Initiatives
Going green on campus is not just nomenclature; it’s a meaningful initiative taking hold in colleges across the globe. Schools are making green practices a part of their best practices, and the trend toward moving hardcopy online supports those actions. A generous portion of green initiatives are accomplished by moving paper processes online.
Learning Management Systems (LMS)
LMS have become a diverse and embedded part of teaching in college campuses today. They provide capabilities for file posting, drop boxes, test and quiz taking, and grade return on assignments tools, just to name a few. A green initiative on university grounds revolves heavily around this increasingly essential teaching tool.
File Posting
One of the most prominent tools in the learning management system, file posting, can immediately reduce the use of paper in the classroom. In place of printing handouts of your presentation slides, just upload them and your students can access them from anywhere, anytime. Not only is this a more efficient way to disseminate course content, but it is much easier to for the student to archive the material by saving it on their machine, so it is more likely that they will be able to access it well into the future.
Drop Boxes
Another popular tool within the learning management system, an online drop box empowers students to submit assignments and projects through an online “mailbox”—a clear environmental win. Their work is uploaded to a website and later downloaded by an instructor or assistant when it needs to be reviewed and graded. Graders are then able to annotate the assignment and return it with a mark for the student. This also means there is no chance of losing the paper materials along the way, as an electronic audit trail is created along the way. Plus, these “smart” drop boxes collect all your materials in a central place and can be set up to accept assignments within an automatic timeframe. Everything is stored and processed online, and is retrievable at any time.
Online Syllabi
Did you know that one tree makes 17 reams of copy paper or 8,000 sheets? Clark University calculated their printer/copy paper consumption through a self assessment initiative called Sustainable Clark which was started by a college committee in 2006. The self‑assessment discovered that 720 trees are harvested each year to supply printer/copy paper for Clark University. They further found out that using paper of 30% recycled content; only 504 trees are needed to supply Clark University with its printer/copy paper for a year.

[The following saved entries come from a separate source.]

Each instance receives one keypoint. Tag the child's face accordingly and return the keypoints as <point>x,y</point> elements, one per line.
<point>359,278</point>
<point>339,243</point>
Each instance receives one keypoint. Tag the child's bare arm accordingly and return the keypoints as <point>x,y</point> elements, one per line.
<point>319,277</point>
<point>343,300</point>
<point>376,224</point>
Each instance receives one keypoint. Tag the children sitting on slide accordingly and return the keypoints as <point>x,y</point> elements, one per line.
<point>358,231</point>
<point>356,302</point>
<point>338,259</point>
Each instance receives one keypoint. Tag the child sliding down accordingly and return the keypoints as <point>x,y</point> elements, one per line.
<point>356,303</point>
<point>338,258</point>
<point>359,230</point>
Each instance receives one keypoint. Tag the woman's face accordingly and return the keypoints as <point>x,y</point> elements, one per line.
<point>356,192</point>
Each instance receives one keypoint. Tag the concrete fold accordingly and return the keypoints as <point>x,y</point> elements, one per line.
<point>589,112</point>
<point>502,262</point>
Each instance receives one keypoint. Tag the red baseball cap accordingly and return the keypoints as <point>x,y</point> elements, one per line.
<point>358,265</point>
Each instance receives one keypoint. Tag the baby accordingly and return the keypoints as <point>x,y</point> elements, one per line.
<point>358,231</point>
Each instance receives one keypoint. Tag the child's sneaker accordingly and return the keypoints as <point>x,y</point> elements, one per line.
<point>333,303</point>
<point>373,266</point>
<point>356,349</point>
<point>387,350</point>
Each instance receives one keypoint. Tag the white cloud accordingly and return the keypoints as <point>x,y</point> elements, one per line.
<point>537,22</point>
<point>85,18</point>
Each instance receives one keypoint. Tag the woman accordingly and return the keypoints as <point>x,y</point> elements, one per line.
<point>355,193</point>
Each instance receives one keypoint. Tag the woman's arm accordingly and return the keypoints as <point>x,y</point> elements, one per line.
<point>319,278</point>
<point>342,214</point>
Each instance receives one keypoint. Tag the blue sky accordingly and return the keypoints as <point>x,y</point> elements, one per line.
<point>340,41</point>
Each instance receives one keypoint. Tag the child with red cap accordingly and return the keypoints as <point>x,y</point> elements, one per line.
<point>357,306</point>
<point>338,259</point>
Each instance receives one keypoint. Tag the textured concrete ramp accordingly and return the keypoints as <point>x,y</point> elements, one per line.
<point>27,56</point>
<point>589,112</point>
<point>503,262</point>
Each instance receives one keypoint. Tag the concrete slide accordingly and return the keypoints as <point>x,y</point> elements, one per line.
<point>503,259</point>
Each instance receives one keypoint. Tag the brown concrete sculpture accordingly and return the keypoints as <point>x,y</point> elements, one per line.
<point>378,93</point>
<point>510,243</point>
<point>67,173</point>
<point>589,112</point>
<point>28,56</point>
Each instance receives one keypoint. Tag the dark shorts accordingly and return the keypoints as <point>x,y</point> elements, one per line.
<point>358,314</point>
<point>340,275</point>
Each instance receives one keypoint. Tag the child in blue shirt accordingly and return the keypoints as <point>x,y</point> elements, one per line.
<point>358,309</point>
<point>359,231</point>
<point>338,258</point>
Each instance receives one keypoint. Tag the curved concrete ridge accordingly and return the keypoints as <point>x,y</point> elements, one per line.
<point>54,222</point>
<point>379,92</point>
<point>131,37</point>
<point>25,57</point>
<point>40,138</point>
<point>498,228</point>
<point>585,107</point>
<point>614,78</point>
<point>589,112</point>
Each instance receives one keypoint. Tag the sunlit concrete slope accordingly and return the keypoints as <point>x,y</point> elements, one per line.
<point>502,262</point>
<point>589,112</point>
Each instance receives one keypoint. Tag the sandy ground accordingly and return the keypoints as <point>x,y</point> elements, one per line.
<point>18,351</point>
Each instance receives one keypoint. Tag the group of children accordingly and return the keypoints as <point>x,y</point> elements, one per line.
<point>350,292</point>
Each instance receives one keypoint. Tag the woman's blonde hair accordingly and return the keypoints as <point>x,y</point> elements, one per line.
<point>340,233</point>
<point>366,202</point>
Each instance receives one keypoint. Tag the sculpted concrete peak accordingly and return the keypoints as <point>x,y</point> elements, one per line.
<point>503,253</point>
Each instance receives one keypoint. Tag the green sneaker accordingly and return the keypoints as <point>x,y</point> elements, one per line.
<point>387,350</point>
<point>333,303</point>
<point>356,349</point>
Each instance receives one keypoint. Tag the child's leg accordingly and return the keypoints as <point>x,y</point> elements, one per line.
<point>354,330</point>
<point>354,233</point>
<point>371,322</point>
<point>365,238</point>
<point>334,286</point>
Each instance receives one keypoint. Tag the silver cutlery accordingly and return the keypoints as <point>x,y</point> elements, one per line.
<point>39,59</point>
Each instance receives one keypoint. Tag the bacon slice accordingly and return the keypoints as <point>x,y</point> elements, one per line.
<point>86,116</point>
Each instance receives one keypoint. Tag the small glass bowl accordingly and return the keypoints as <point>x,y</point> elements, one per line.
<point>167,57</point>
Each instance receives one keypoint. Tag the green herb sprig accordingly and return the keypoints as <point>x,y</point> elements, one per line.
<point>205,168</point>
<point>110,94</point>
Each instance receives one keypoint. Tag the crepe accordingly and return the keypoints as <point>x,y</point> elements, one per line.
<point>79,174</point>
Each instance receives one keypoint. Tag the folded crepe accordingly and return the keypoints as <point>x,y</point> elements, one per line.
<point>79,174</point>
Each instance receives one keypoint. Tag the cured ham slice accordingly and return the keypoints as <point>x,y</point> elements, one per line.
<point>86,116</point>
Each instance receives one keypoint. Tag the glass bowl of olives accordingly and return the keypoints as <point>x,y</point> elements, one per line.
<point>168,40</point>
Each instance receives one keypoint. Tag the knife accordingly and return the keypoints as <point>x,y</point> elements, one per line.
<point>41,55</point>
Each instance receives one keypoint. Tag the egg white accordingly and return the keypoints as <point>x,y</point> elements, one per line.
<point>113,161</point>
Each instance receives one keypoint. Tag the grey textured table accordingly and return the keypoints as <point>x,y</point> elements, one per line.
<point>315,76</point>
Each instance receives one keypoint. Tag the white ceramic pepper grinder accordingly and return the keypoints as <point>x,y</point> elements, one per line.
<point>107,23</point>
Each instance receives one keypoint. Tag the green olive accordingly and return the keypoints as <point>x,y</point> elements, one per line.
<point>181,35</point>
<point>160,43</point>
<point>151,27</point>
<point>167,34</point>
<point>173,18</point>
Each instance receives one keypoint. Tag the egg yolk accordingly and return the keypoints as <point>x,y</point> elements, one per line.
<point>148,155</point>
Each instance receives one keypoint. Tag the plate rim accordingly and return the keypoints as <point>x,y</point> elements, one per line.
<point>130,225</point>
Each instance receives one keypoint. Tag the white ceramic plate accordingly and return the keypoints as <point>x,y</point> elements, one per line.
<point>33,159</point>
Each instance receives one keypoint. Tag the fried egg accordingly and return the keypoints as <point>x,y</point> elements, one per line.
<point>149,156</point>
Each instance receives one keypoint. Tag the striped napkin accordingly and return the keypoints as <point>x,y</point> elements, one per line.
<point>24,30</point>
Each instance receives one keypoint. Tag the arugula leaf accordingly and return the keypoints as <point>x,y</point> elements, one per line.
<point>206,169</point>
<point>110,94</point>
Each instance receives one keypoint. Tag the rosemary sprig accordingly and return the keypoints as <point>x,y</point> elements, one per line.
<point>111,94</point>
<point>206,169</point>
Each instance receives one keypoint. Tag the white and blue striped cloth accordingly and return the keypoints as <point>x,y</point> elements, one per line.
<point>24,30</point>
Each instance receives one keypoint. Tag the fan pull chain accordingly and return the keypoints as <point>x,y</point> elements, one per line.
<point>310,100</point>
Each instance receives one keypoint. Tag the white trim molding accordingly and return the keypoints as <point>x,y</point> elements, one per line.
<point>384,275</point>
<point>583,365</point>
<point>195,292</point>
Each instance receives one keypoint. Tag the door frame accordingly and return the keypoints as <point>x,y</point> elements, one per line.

By reducing copy paper consumption by 10% and by using 30% recycled content paper, only 453 trees will be cut to supply Clark University with its printer/copy paper next year. With a full‑time student enrollment of 2,235 the number of trees consumed for printing out syllabi can be further reduced by half if Clark decided to get syllabi online. Syllabus Institute has compiled a list of solutions for getting syllabi online.
Online Examinations
Tests and quizzes are another one of the largest culprits of resource consumption and waste in the classroom. Unlike materials like textbooks, the waste associated with exams is exacerbated as most of them are discarded at the end of the term (if not earlier!). Along with this, online exams can better engage and evaluate the student using interactive and adaptive media, neither of which is possible with paper exams. And as any instructor knows, grading can be a time‑consuming and cumbersome process. But by facilitating exams online, you create and administer exams without paper, centrally collect the responses, and give access to assistants for evaluation. Even better, in some cases you can automatically grade and return the results.